An erect perennial herb, with thickened rootstocks, and ternately compound leaves. Sepals 6, oblong, the calyx 3-4-bracted. Petals 6, smaller, cucullate, opposite the sepals. Stamens 6; anthers oblong, dehiscent by valves. Pistil 1; style short; stigma lateral; ovules 2, ripening into large globose stipitate blue seeds, resembling berries, which in growth soon rupture the membranous caducous pericarp. [Greek, stem-leaf.]
Two known species; the following typical one of eastern and central North America, the other of eastern Asia.
Fig. 1958
Leontice thalictroides L. Sp. Pl. 312. 1753.
C. thalictroides Michx. Fl. Bor. Am. 1: 205. 1803.
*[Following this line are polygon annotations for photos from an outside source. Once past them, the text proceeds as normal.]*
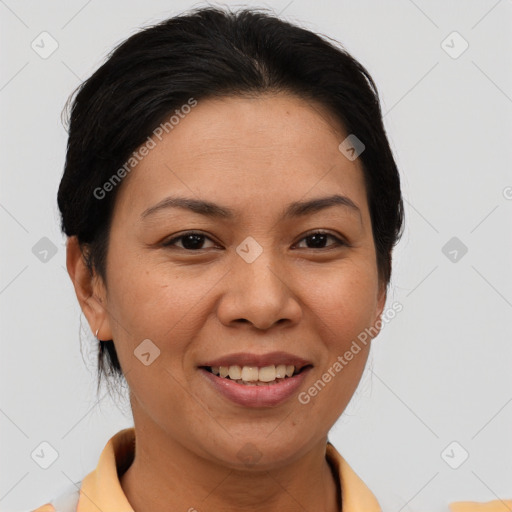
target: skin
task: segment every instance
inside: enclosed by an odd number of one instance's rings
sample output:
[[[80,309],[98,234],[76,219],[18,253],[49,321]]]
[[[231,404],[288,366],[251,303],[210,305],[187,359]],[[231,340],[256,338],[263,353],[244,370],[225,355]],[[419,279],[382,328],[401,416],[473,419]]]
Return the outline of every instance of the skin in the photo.
[[[386,291],[361,165],[338,149],[347,136],[323,107],[292,95],[201,100],[123,180],[107,257],[107,283],[89,276],[75,237],[67,267],[99,339],[113,339],[130,387],[136,456],[121,477],[137,512],[340,510],[325,459],[327,434],[352,397],[369,346],[303,405],[248,408],[218,394],[197,365],[234,352],[282,350],[313,364],[307,390],[382,314]],[[283,220],[293,201],[348,196]],[[169,195],[215,202],[232,219],[169,208]],[[331,236],[319,248],[307,236]],[[186,231],[203,248],[163,243]],[[262,254],[235,251],[248,236]],[[201,247],[201,245],[199,244]],[[190,245],[188,246],[190,247]],[[160,356],[134,356],[149,338]],[[240,449],[261,454],[247,466]]]

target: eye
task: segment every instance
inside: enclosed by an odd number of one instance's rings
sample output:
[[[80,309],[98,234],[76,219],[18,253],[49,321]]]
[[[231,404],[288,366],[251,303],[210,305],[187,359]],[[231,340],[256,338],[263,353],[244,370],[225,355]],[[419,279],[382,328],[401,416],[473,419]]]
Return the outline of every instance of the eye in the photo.
[[[176,245],[176,242],[179,240],[182,240],[181,247]],[[188,231],[187,233],[183,233],[180,236],[174,237],[166,242],[164,242],[162,245],[164,247],[178,247],[180,249],[185,249],[188,251],[194,251],[194,250],[201,250],[205,249],[206,247],[203,247],[205,240],[210,240],[205,234],[203,233],[197,233],[196,231]]]
[[[328,245],[325,247],[325,243],[328,238],[332,238],[335,242],[333,244]],[[309,247],[306,247],[306,249],[325,249],[329,247],[340,247],[340,246],[346,246],[348,245],[346,242],[341,240],[340,238],[332,235],[331,233],[327,233],[325,231],[315,231],[313,233],[310,233],[309,235],[302,238],[300,242],[303,240],[309,241]],[[300,244],[299,242],[299,244]]]

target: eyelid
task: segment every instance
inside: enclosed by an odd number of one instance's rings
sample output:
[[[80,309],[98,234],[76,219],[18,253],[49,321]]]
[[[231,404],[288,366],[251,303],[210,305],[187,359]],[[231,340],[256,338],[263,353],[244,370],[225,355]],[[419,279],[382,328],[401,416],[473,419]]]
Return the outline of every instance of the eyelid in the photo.
[[[348,241],[342,236],[342,235],[339,235],[339,234],[333,234],[331,233],[330,231],[327,231],[325,229],[313,229],[311,231],[308,231],[307,233],[305,233],[304,235],[301,236],[301,238],[299,239],[299,241],[297,242],[300,243],[302,242],[304,239],[310,237],[310,236],[313,236],[313,235],[327,235],[327,236],[330,236],[331,238],[334,238],[336,240],[336,242],[334,244],[331,244],[327,247],[322,247],[320,249],[315,249],[314,247],[305,247],[304,249],[308,249],[308,250],[313,250],[313,251],[325,251],[331,247],[342,247],[342,246],[349,246],[350,244],[348,243]],[[297,245],[295,244],[295,245]]]

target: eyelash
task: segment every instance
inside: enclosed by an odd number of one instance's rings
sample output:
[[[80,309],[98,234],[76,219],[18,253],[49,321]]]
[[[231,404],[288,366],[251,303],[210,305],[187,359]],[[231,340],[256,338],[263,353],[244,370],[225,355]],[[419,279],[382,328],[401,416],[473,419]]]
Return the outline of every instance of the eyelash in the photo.
[[[205,235],[204,233],[201,233],[201,232],[198,232],[198,231],[187,231],[186,233],[183,233],[182,235],[180,236],[177,236],[175,238],[172,238],[171,240],[168,240],[166,242],[164,242],[162,245],[164,247],[173,247],[175,246],[175,242],[178,241],[178,240],[181,240],[182,238],[185,238],[187,236],[190,236],[190,235],[200,235],[200,236],[203,236],[205,237],[205,239],[208,239],[208,240],[211,240],[210,237],[208,237],[207,235]],[[341,238],[338,238],[337,236],[333,235],[332,233],[329,233],[327,231],[323,231],[323,230],[317,230],[317,231],[312,231],[308,234],[306,234],[306,236],[302,237],[300,240],[299,240],[299,243],[302,242],[303,240],[305,240],[306,238],[309,238],[309,237],[312,237],[314,235],[327,235],[331,238],[333,238],[335,240],[335,243],[332,244],[332,245],[329,245],[327,247],[321,247],[321,248],[317,248],[317,250],[320,250],[320,251],[326,251],[332,247],[343,247],[343,246],[348,246],[349,244],[347,242],[345,242],[344,240],[342,240]],[[213,240],[211,240],[213,242]],[[187,252],[199,252],[199,251],[204,251],[204,250],[207,250],[208,248],[206,249],[186,249],[185,247],[177,247],[178,249],[182,249],[184,251],[187,251]],[[314,247],[305,247],[305,249],[315,249]]]

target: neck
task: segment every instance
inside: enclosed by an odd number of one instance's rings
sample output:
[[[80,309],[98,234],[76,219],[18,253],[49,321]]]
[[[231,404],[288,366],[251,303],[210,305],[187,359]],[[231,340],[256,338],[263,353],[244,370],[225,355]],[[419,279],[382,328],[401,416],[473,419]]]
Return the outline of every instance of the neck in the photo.
[[[199,457],[159,429],[137,430],[135,457],[120,482],[136,512],[339,512],[327,439],[277,469],[232,469]]]

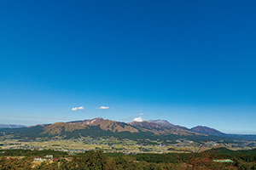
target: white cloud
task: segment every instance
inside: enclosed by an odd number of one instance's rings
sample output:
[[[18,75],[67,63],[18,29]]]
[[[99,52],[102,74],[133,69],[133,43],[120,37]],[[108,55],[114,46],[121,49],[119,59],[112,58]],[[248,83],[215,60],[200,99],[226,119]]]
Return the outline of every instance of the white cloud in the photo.
[[[134,118],[133,121],[135,121],[135,122],[143,122],[143,117],[142,117],[142,116],[138,116],[138,117]]]
[[[108,110],[108,109],[109,109],[108,106],[101,106],[101,107],[99,108],[99,110]]]
[[[72,108],[71,110],[76,111],[76,110],[84,110],[84,108],[83,106],[80,106],[80,107],[73,107],[73,108]]]

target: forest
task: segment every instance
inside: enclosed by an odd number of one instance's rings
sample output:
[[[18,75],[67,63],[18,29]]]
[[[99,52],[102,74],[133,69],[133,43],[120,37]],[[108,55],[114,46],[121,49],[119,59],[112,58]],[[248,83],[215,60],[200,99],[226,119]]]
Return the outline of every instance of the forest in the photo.
[[[68,156],[55,150],[1,150],[0,169],[256,169],[255,150],[229,153],[221,149],[200,153],[137,154],[103,153],[90,150],[84,154]],[[53,162],[35,163],[33,157],[53,156]],[[20,156],[20,157],[17,157]],[[20,156],[22,156],[20,158]],[[212,160],[230,159],[232,162],[216,162]]]

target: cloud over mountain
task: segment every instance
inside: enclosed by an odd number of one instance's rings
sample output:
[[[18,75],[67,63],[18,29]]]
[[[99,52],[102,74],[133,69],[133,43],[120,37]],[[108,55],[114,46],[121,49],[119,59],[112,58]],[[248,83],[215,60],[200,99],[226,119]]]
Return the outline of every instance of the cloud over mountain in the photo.
[[[108,110],[108,109],[109,109],[109,107],[108,106],[101,106],[99,108],[96,107],[96,109],[99,109],[99,110]]]
[[[80,107],[73,107],[73,108],[72,108],[71,110],[76,111],[76,110],[84,110],[84,108],[83,106],[80,106]]]

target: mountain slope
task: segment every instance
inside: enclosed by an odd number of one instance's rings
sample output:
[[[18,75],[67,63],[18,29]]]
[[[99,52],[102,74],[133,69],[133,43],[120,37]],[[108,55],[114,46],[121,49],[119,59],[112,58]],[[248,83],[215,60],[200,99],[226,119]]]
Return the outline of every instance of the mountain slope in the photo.
[[[8,124],[0,124],[0,128],[21,128],[26,126],[24,125],[8,125]]]
[[[209,134],[209,135],[223,135],[224,133],[219,132],[218,130],[216,130],[214,128],[211,128],[208,127],[203,127],[203,126],[197,126],[191,128],[192,131],[204,133],[204,134]]]

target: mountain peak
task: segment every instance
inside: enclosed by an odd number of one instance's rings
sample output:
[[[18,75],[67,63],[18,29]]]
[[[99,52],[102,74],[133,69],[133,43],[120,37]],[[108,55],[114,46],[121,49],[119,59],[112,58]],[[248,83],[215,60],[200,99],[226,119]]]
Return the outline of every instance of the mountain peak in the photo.
[[[175,128],[175,125],[170,123],[166,120],[157,119],[157,120],[149,120],[148,122],[154,122],[161,127]]]
[[[211,128],[209,127],[204,127],[204,126],[197,126],[191,128],[192,131],[201,133],[205,134],[224,134],[223,133],[219,132],[218,130],[216,130],[214,128]]]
Glabrous, glaucous when young, 1°-3° high, with 2 or 3 large sheathing bracts at the base, a large tritcrnate nearly sessile leaf near the summit, and generally a smaller similar one near the base of the inflorescence. Divisions of the leaves long-petioled, ternately or pinnately compound, the ultimate segments thin, 1'-3' long, oval, oblong or obovate, 3-5-lobed near the apex; panicle terminal, 2'-3' long; flowers greenish purple, 4"-6" broad; seeds globular, 4" in diameter, glaucous, borne on stout stalks about 3" long.
In woods, New Brunswick to South Carolina, west to Manitoba, Tennessee, Nebraska and Missouri. -Ascends to 5000 ft. in North Carolina. April-May. Blueberry. Blue-ginsing. Blueberry-, squaw- or papoose-root.